Fast gemeinsam radeln wir die unendliche Abfahrt nach Port Campbell hinunter. Sie überholen mich am großen Straßenschild und erklären mir, wo ich den Caravan-Park finde. Hinter dem Hinweisschild sehe ich hier ganz viele schwarze Brombeeren, die ich pflücke und mir einverleibe. Anschließend nehme ich den letzten kleinen Anstieg hinauf nach Port Campbell in Angriff.

Der Caravan-Park, der in einer Vertiefung liegt, ist mir entschieden zu teuer. So lasse ich mir in der Tourist-Information einen halb so teuren Campingplatz nennen. Dort breite ich erst einmal meine nassen Zeltteile in der Sonne zum Trocknen aus. Die Dusche und das WC sind sehr einfach. Aber ich denke an die selbigen, die ich im Norden von Townsville bis nach Broome haben werde und bin froh, dass hier noch Menschen wohnen und wo mein Zelt sicher steht. Aus der Dusche fließt aber kein heißes Wasser, sondern nur kaltes.
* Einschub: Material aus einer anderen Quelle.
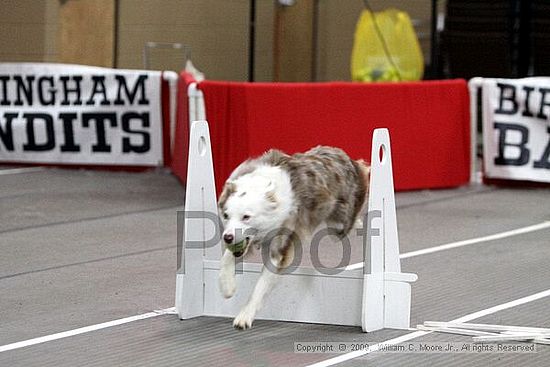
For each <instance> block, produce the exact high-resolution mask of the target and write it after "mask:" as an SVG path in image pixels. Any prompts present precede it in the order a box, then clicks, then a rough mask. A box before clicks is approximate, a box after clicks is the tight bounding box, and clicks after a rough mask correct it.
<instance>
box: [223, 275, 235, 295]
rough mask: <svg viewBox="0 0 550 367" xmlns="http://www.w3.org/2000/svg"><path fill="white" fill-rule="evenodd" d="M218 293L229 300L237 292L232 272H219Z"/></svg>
mask: <svg viewBox="0 0 550 367" xmlns="http://www.w3.org/2000/svg"><path fill="white" fill-rule="evenodd" d="M219 283H220V291H221V292H222V295H223V296H224V297H225V298H231V297H233V295H234V294H235V291H236V290H237V285H236V284H235V274H233V273H232V272H221V273H220V278H219Z"/></svg>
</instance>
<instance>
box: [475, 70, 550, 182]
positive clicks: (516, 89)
mask: <svg viewBox="0 0 550 367" xmlns="http://www.w3.org/2000/svg"><path fill="white" fill-rule="evenodd" d="M482 91H483V92H482V106H483V107H482V117H483V157H484V158H483V159H484V161H483V163H484V171H485V176H486V177H488V178H495V179H506V180H525V181H536V182H550V119H549V117H550V78H547V77H533V78H524V79H483V82H482Z"/></svg>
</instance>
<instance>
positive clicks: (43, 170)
mask: <svg viewBox="0 0 550 367" xmlns="http://www.w3.org/2000/svg"><path fill="white" fill-rule="evenodd" d="M45 169H46V168H44V167H23V168H8V169H0V176H3V175H16V174H20V173H32V172H39V171H44V170H45Z"/></svg>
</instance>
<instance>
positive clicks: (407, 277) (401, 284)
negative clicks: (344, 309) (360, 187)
mask: <svg viewBox="0 0 550 367" xmlns="http://www.w3.org/2000/svg"><path fill="white" fill-rule="evenodd" d="M392 172H393V171H392V157H391V146H390V136H389V131H388V130H387V129H376V130H375V131H374V134H373V138H372V152H371V176H370V189H369V204H368V212H369V218H371V217H372V218H373V219H372V220H371V223H368V224H367V225H368V226H369V229H368V231H369V233H370V235H369V239H370V251H371V256H370V262H371V263H370V269H371V274H367V275H366V277H365V282H364V285H363V287H364V288H363V311H362V312H363V317H362V327H363V331H366V332H370V331H375V330H380V329H383V328H393V329H408V328H409V323H410V308H411V286H410V284H409V283H408V282H414V281H416V279H417V278H418V277H417V276H416V274H406V273H401V262H400V260H399V237H398V235H397V214H396V211H395V195H394V186H393V173H392ZM378 217H379V218H378ZM375 218H377V219H375Z"/></svg>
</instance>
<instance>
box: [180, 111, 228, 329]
mask: <svg viewBox="0 0 550 367" xmlns="http://www.w3.org/2000/svg"><path fill="white" fill-rule="evenodd" d="M188 159H189V161H188V167H187V182H186V190H185V192H186V195H185V210H184V215H185V219H184V228H183V232H184V235H183V249H184V250H183V253H182V261H183V264H182V265H183V266H182V271H181V272H180V273H179V274H178V277H177V278H176V282H177V289H176V297H177V300H176V308H177V311H178V315H179V316H180V318H182V319H183V318H189V317H194V316H199V315H202V314H203V312H204V304H203V299H204V289H203V284H204V279H203V260H204V257H206V258H209V259H219V256H220V255H221V245H220V243H219V242H220V241H219V232H220V229H219V228H218V227H219V226H218V225H217V222H215V221H214V220H213V219H212V218H214V217H217V215H218V212H217V204H216V187H215V183H214V168H213V165H212V150H211V147H210V134H209V131H208V124H207V122H206V121H195V122H193V124H192V126H191V134H190V139H189V158H188ZM206 216H208V217H206ZM209 242H210V243H212V245H210V246H208V243H209ZM214 245H215V246H214Z"/></svg>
Hier gibt es auch kein Waschbecken zum Wäsche waschen oder zum Zähne putzen. Mangelware. Aber bei diesem halben Preis darf ich nicht meckern.

Neben dem Elektrokasten setzte ich mich auf dem Rasen nieder und beginne, dieses Tagebuch von heute zu schreiben. Aber als die Mücken meiner ansichtig werden und mich zu sehr belästigen, fliehe ich in mein kleines Zelt. Draußen ist es windstill. Demzufolge werde ich morgen früh also wieder ein von meinem Atem nasses Zelt vorfinden.

Da ich keine Wäsche waschen kann, muss ich morgen mit der dünnen Fahrradunterhose fahren und die warme lange von heute einfach noch einmal anziehen. Merkt ja keiner. Und mir ist es egal, solange ich nicht friere.